#25377 closed Cleanup/optimization (fixed)
Regression in expressions refactor causes database queries to run COUNT('*') instead of COUNT(*)
| Reported by: | Adam Johnson | Owned by: | nobody |
|---|---|---|---|
| Component: | Database layer (models, ORM) | Version: | 1.8 |
| Severity: | Release blocker | Keywords: | |
| Cc: | Triage Stage: | Accepted | |
| Has patch: | yes | Needs documentation: | no |
| Needs tests: | no | Patch needs improvement: | no |
| Easy pickings: | no | UI/UX: | no |
Description
Performance regression on 1.8 expression refactor. Count stopped outputting COUNT(*) and started outputting COUNT('*') due to using a Value. Possibly unnoticed until now because it doesn't affect the most popular database options much - I can't measure a performance drop for this on MySQL / InnoDb.

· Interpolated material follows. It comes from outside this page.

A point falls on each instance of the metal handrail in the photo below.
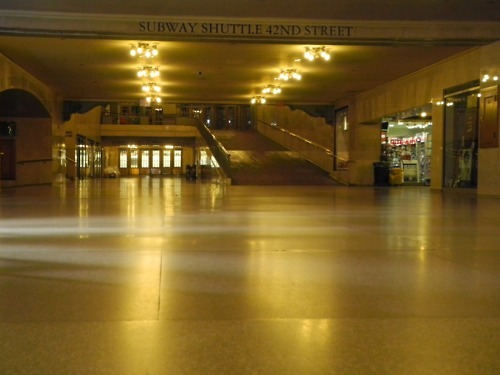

However I have managed to measure a performance drop on MariaDB + Aria (=MySQL fork + MyISAM fork):
adamj@localhost [3]> select count(*) from count_test;
+----------+
| count(*) |
+----------+
| 10000 |
+----------+
1 row in set (0.00 sec)
adamj@localhost [10]> select benchmark(100 * 1000 * 1000, (select count(*) from count_test));
+-----------------------------------------------------------------+
| benchmark(100 * 1000 * 1000, (select count(*) from count_test)) |
+-----------------------------------------------------------------+
| 0 |
+-----------------------------------------------------------------+
1 row in set (0.86 sec)
adamj@localhost [11]> select benchmark(100 * 1000 * 1000, (select count('*') from count_test));
+-------------------------------------------------------------------+
| benchmark(100 * 1000 * 1000, (select count('*') from count_test)) |
+-------------------------------------------------------------------+
| 0 |
+-------------------------------------------------------------------+
1 row in set (1.23 sec)
This is because MyISAM / Aria store the count in a metadata variable but once you introduce the expression it figures it has to do a table scan. The situation would of course only get worse with more rows, 10000 is tiny.
Change History (6)
comment:1 by , 10 years ago
comment:2 by , 10 years ago
| Patch needs improvement: | set |
|---|---|
| Severity: | Normal → Release blocker |
| Summary: | COUNT(*) not COUNT('*') → Regression in expressions refactor causes database queries to run COUNT('*') instead of COUNT(*) |
| Triage Stage: | Unreviewed → Accepted |
comment:3 by , 10 years ago
I'm not 100% confident in my performance measurement there, I just tried on a multi-million row table on my production DB converted to MyISAM and COUNT(*) measured the same as COUNT('*'). However since there are so many database versions and storage engines out there I think it's probable this caused a regression somewhere.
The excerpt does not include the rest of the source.